Intelligent Data must always be laser-focused on the target market. If this is regarding a new prospect, it should provide a sales rep with sufficient insight into what the prospect is interested in as demonstrated by the prospect’s marketing activities (emails clicked/forward, pages visited, content downloaded, etc.). Clearly, no prospect should be sent to Sales without knowing what the prospect is really interested in; that can happen only after spending a few weeks or months to gather information about the prospect.
As we have shown in the Four Quadrants of High Growth, existing customers are a great source of new revenue. Therefore, Intelligent Data should incorporate their past sales patterns — what they bought, how much, and when.
Intelligent Data is created when the right information from some tools (Marketing Automation, Sales Automation, and Accounting Automation) are integrated into a complete picture of the prospective buyer. However, it is very important that the picture has just enough detail and no more. Overwhelming sales reps with more data than they can use only forces them to ignore the data.
High Growth Factor 5: Manage by Metrics
In his book, The End of Marketing as We Know It, Sergio Zyman, then Chief Marketing Officer of Coca-Cola, spells out his success in driving Coca Cola to be the number one beverage company in the world. At a time before cloud based services, Sergio tracked numbers daily.

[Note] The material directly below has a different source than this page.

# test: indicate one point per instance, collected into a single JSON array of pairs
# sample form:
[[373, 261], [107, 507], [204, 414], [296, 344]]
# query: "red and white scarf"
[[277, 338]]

He would run an ad, then see how many cases of Coca-Cola products that ad moved. If it met his metrics, the ad continued to run. If it didn’t, it was cut.
Among B2C companies, Zyman is not alone in his obsession with running Marketing by the numbers. Jim Kiltz, ex CEO of the Gillett Company and author of Doing What Matters also ran his company by the numbers. In fact, he advocated the ZOG (Zero Overhead Growth) and NOG (Negative Overhead Growth) principles that basically said companies should grow their sales with no change in selling and marketing costs — a far cry from the situation in B2B companies where selling costs are growing faster than revenues. Amazon.com tracks over 700 metrics which are used to measure and reward performance.
We have not been able to find any examples of B2B companies that run Marketing by the numbers.
Yes, nearly all B2B companies measure and track sales results, but that’s about it. And even in Sales, most of what is tracked is at the tail end in closed wins. Few if any track sales cycles, closing ratios, average deal sizes, lost deals, etc. by rep. Even fewer track how early reps cut loose opportunities that go nowhere.
If B2B companies managed their Marketing as do B2C companies, then they would hold Marketing just as responsible for generating revenue as they do Sales. Think about that. Because that is what is required to grow revenues faster than cost of sales and marketing.
Managing by Metrics is how companies move from Good to Great. It is a lot of work, but it pays a lot of dividends in the long run.
It is our belief that each of these five factors can significantly improve a company’s ability to grow sales. Working on all five can really make things happen for a company that is seeing flat sales.
Our recommendation is to always start with Factor 1. Nail that, and the others will be a lot easier.